Editions La Branche, collection Vendredi 13, février 2013, 316 p. 15 €
Un monstre en Martinique
Une
nuit comme tant d’autres à Fort de France, sauf qu’on est un vendredi
13 et que c’est la dernière nuit de travail du commandant Eloi Ephraïm
Evariste Pilon. Durant toute sa carrière, il a rêvé d’être confronté à
un « vrai méchant », un véritable tueur, tels qu’on les trouve dans les
séries télévisées.
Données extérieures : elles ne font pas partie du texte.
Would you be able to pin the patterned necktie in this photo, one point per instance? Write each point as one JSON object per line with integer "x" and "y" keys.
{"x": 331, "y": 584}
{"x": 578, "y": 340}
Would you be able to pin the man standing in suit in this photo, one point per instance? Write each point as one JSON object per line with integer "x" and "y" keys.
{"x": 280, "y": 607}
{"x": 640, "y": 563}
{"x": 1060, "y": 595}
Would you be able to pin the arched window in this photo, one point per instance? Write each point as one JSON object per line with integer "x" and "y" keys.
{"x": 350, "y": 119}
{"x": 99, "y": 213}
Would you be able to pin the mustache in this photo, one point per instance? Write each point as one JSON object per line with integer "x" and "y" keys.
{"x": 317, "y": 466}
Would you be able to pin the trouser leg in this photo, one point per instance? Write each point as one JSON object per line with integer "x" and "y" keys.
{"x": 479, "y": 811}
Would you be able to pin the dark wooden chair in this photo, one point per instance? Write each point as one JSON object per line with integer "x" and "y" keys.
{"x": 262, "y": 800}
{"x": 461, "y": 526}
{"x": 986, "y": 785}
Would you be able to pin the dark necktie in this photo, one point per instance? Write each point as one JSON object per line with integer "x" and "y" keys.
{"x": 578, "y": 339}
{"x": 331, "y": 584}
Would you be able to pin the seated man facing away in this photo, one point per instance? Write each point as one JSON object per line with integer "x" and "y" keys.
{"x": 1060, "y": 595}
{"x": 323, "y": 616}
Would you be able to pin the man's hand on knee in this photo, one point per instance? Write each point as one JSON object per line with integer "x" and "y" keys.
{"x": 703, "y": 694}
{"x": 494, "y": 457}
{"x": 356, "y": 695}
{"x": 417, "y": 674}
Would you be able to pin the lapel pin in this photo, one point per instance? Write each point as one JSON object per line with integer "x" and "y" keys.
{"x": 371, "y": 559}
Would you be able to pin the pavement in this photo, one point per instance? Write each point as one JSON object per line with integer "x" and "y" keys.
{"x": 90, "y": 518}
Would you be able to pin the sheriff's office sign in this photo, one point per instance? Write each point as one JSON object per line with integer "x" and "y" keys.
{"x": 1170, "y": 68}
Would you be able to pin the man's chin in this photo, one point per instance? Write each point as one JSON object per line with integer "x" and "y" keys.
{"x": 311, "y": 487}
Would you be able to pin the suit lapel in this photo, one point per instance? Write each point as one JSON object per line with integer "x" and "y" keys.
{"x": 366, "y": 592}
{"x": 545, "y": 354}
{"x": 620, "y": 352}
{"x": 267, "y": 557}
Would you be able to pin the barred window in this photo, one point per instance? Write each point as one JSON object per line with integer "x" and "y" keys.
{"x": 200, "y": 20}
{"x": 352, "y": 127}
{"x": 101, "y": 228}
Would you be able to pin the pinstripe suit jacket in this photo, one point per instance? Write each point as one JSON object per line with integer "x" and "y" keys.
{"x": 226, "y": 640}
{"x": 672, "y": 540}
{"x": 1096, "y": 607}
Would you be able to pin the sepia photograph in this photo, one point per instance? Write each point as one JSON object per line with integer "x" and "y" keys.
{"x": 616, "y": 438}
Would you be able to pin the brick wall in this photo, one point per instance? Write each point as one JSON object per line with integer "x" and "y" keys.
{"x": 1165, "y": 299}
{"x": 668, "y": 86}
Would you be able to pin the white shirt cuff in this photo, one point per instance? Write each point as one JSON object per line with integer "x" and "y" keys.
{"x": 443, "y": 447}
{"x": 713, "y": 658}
Là, en cette ultime vacation, son désir se réalise :
« Le commandant fut happé par l’idée
que, dans une ironie malencontreuse du sort, il était en train de vivre
ce qu’il avait ardemment désiré au fil de sa longue et monotone
carrière : la rencontre avec un tueur considérable, une bête de sang
demeurée inconnue des forces de police. Et c’était là, durant la merde
de ce vendredi 13, ultime nuit de garde de sa longue carrière, qu’il
découvrait son existence, et qu’il se retrouvait soumis au bon plaisir
de ce que la Martinique avait sans doute produit de plus épouvantable ».
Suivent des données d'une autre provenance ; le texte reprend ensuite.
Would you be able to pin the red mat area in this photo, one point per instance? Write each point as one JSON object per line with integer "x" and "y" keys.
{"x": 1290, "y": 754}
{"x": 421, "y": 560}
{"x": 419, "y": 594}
Les mains derrière la nuque, soumis
à l’arme du tueur posé contre son front, Pilon est contraint d’écouter
la longue confession de cet homme que les journaux qualifient d’« animal, zombi hystérique, un dorlis vampirique, ou même un antéchrist voudouisant remonté des enfers
». Car Hypérion Victimaire (c’est son nom) a des choses à confesser. Il
raconte son parcours de tueur et les causes qui l’ont amené à commettre
des crimes. Victimaire, c’est un peu le Dexter de la Martinique. Ses
victimes proviennent tous « des milieux glauques et nauséabonds ». Ce sont de « sales bêtes
» trafiquantes ou proxénètes qui, de près ou de loin, ont fait du mal à
bon nombre de familles. Cependant, l’Archange (c’est ainsi qu’il se
surnomme) conçoit qu’« à chaque fois que l’on tue, on élimine une part de soi-même ».
Mais, ce qui perturbe vraiment
Victimaire, c’est ce qu’il vient de vivre en cette nuit de vendredi 13.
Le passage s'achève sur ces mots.